Members of the Restore Me team and community have come together to talk about their journey with mental health, offering support and guidance by opening up and sharing what helped them through such turbulent times.
When I was around 17, over 12 years ago I had chronic anxiety and depression. What started off as panic attacks, quickly turned into health anxiety, where I was convinced I had every illness under the sun. I went to my first yoga class and once I’d allowed myself that space to sit and breathe with myself, I already felt subtle shifts. I started reading self help books which gave me clarity that I am not my thoughts and emotions, but rather they just pass through me. I went through a year of therapy, had multiple different teachers and have now found methods that work for me. Meditation, breath work, movement, inner child healing and much more. I still have days or weeks where I struggle because I am human and our mental health is going to hit negative points at time. The main thing to remember is that these negative emotions should not be framed as ‘bad’, they are simply emotions just like the high ones and we must experience all of them to be truly human. It is totally ok to not be ok, but having the tools to help manage challenging times is essential.
Today I realise listening for those subtle cues are vital to catch yourself before you fall too deep; you can then give your body and mind what it needs. I now teach yoga and hold healing sessions for others so that I can hold space allowing energy to pass through and come home to ourselves.
For years I always felt that mental health was such a taboo subject and not something I could never open up about. Honestly, I couldn’t have been more wrong. I took the first step in opening up to two close friends of mine.

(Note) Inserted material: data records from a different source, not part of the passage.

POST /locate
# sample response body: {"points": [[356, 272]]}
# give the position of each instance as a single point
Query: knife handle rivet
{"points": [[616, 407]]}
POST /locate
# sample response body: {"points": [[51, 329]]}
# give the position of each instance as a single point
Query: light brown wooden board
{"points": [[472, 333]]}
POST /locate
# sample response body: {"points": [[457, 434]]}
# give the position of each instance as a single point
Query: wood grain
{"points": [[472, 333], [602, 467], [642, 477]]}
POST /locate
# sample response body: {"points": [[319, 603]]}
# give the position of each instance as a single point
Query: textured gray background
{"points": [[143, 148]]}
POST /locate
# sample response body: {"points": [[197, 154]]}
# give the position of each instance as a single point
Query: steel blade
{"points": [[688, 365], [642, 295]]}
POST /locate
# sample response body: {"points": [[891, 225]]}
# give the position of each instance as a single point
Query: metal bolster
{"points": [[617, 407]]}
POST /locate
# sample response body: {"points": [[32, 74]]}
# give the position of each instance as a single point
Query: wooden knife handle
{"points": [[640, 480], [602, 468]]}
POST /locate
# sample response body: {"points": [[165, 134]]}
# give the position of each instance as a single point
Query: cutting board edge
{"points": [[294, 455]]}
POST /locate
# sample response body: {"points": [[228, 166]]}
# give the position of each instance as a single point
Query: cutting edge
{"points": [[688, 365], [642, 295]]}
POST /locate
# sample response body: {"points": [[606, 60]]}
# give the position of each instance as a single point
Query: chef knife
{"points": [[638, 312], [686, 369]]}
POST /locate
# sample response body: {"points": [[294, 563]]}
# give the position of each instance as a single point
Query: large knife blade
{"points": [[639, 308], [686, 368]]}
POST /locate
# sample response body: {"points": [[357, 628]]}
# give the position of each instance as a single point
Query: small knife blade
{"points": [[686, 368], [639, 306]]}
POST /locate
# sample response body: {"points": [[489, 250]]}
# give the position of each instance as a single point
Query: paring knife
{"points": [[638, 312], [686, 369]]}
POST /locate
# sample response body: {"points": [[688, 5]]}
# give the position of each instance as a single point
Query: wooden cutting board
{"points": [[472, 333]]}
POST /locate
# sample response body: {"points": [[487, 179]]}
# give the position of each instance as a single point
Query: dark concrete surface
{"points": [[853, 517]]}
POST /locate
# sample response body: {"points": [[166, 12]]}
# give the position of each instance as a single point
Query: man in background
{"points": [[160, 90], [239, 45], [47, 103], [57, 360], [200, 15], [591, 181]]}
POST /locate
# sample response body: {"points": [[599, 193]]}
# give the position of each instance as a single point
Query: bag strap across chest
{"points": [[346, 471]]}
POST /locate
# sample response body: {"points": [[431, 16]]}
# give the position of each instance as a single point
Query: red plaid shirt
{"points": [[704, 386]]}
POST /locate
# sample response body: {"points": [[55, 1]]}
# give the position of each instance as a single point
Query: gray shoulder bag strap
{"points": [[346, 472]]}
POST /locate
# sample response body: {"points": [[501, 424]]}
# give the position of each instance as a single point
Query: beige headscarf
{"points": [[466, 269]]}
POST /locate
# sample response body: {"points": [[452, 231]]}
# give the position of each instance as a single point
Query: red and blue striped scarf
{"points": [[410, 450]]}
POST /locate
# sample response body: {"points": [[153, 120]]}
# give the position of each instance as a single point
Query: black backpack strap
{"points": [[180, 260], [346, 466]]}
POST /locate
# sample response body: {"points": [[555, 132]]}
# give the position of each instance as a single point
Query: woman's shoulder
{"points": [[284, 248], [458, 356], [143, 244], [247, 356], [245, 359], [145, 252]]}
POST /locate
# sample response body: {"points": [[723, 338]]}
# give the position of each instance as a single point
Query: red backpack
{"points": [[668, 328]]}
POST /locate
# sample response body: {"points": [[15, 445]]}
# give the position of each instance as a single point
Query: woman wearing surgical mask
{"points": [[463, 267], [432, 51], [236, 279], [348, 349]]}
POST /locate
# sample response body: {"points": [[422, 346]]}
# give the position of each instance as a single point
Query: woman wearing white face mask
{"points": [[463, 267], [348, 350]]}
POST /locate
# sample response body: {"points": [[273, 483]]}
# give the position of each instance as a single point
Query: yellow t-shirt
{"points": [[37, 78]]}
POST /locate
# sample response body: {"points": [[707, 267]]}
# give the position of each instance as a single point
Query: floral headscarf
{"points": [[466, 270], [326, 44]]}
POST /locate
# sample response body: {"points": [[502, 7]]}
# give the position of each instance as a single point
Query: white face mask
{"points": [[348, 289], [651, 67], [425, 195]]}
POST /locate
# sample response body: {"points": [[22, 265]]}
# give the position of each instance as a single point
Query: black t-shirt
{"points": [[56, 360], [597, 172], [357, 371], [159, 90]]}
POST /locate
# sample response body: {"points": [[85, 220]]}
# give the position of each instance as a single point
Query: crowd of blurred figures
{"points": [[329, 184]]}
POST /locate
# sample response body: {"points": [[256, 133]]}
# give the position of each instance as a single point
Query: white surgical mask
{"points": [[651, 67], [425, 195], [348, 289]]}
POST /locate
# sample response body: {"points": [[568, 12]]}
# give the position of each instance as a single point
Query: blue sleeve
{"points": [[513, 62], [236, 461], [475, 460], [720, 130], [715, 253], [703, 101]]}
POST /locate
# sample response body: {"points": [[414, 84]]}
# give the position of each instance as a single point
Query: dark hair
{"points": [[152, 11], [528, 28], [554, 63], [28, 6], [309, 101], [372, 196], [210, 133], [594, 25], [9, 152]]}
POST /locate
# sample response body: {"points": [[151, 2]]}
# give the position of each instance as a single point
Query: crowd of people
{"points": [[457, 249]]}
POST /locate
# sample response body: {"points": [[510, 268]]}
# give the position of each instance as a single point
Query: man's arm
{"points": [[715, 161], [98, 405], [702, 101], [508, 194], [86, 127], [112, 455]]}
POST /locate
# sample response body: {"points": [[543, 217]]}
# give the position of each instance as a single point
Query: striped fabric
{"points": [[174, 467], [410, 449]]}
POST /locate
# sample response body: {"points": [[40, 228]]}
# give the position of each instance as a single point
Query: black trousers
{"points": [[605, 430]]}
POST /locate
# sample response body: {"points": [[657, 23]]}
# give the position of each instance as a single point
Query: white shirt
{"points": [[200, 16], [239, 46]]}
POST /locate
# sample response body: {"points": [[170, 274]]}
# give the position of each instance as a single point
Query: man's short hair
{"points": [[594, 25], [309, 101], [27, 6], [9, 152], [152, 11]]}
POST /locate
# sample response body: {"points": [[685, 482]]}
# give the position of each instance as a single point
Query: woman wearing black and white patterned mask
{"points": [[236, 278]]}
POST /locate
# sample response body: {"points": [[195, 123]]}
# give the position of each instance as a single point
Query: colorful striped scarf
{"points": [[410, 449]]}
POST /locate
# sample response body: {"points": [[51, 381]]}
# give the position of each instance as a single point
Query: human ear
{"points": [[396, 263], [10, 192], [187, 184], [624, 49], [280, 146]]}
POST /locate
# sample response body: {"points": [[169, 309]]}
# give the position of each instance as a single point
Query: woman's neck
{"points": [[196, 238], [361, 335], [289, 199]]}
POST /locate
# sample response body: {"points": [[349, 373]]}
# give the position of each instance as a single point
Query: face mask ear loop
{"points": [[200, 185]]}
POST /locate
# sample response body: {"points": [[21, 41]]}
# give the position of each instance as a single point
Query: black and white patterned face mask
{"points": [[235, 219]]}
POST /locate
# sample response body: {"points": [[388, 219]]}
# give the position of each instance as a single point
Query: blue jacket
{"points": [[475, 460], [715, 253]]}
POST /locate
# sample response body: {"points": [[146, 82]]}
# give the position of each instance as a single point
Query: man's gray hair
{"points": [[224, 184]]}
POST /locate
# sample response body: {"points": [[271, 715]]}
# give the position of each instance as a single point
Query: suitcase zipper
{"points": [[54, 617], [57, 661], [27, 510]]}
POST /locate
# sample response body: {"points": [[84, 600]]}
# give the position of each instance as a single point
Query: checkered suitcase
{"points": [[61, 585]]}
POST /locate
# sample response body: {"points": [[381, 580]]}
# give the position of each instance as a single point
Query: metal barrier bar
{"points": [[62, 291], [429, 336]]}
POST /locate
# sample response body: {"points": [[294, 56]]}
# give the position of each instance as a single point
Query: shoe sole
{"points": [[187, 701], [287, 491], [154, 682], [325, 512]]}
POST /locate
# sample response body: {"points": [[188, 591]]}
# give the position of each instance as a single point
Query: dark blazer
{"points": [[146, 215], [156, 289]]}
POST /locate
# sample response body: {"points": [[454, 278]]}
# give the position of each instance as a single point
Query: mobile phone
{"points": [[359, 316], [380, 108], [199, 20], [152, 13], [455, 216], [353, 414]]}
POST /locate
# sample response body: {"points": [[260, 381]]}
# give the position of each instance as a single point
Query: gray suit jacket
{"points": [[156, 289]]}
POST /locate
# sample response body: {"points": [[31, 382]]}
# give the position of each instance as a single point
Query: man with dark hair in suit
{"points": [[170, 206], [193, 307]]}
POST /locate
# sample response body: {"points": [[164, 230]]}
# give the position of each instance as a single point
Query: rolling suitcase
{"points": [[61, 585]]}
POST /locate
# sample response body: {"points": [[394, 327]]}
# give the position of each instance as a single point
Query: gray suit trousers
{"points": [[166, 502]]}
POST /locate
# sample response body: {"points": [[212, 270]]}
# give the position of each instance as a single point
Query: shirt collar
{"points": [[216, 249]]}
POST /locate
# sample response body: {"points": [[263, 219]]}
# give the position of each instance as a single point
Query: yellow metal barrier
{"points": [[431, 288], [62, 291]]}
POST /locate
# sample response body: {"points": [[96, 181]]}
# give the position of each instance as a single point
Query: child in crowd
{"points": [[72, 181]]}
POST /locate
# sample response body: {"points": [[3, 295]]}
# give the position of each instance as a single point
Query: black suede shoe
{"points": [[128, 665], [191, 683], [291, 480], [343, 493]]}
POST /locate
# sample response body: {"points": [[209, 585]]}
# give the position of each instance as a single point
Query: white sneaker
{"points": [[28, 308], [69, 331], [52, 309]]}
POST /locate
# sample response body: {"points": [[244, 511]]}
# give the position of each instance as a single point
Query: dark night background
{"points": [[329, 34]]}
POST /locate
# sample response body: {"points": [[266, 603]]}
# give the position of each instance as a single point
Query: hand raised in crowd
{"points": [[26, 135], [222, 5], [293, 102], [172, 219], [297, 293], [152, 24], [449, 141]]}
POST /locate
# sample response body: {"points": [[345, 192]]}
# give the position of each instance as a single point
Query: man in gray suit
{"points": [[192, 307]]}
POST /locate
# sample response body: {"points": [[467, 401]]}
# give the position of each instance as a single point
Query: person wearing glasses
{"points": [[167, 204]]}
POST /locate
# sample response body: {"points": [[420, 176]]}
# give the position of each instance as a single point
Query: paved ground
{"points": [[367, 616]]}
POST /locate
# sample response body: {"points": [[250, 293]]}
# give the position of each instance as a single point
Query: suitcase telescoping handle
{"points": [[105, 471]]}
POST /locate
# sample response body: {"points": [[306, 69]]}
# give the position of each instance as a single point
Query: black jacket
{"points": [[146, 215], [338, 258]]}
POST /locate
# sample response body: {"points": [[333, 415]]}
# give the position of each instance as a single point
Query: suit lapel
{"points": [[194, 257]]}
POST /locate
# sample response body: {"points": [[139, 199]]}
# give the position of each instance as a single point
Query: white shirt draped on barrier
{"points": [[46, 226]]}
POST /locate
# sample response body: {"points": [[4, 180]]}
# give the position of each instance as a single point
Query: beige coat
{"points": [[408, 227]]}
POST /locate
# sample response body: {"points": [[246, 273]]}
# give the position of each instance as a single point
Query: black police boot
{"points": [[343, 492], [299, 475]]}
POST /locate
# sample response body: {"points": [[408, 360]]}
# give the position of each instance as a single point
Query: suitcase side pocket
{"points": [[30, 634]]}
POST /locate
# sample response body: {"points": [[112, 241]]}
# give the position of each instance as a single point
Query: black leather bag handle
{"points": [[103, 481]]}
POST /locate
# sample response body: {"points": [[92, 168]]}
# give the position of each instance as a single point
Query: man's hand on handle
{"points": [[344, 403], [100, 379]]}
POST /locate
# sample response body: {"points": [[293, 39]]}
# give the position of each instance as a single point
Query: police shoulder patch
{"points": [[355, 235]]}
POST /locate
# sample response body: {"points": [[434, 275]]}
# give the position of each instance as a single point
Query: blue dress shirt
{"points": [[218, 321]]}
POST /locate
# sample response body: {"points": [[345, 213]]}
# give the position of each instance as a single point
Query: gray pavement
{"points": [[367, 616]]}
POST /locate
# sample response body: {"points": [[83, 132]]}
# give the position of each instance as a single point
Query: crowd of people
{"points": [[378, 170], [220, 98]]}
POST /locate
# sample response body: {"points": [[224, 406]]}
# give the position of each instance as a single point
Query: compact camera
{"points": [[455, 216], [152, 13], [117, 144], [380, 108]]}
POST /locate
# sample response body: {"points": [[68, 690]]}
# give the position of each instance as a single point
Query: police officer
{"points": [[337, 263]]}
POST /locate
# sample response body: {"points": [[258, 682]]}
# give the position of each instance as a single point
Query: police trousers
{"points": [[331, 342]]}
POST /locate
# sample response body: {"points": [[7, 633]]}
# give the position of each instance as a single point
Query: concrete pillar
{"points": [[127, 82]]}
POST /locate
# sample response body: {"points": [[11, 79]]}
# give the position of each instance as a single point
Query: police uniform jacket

I never really understood the power of communication until I experienced their love and support. This encouraged me to start making a conscious effort again with those close to me and those I haven’t spoken to in a while, which made me realise I wasn’t the only person going through this and that it is (and I can’t stress this enough) so normal. It is completely ok not to be ok.
After opening up and confronting my feelings head on, I rediscovered my love of being active; walking almost everywhere instead of taking the bus, doing regular workouts, whilst also taking time out to relax with some yoga or reading. This is what I have found works best for me at this moment in time and how I maintain my balance. I do my best to be active everyday, not necessarily to look good but to feel good, whilst taking some time for myself and those around me.
Personally, I’ve found that yoga helps me. I never seem to have been able to meditate but I can switch off completely when doing yoga now (which took me a long time!). This moving meditation helps with my focus and allows me time to relax and de-stress.
For years my mental health is something I feared and felt ashamed of. For years, I was desperate to be fixed and like ‘everybody else’. However, it is only when we share our stories that we realise how common these feelings are and how brave it is to embrace them. Nowadays, I take pride in who I am, I shout loudly about how wonderful it is to seek therapy, medications, and whatever help you need. It’s easy to forget these things, but the old proverb of ‘a problem shared is a problem halved’ and asking for help and support has always given me a beacon of hope.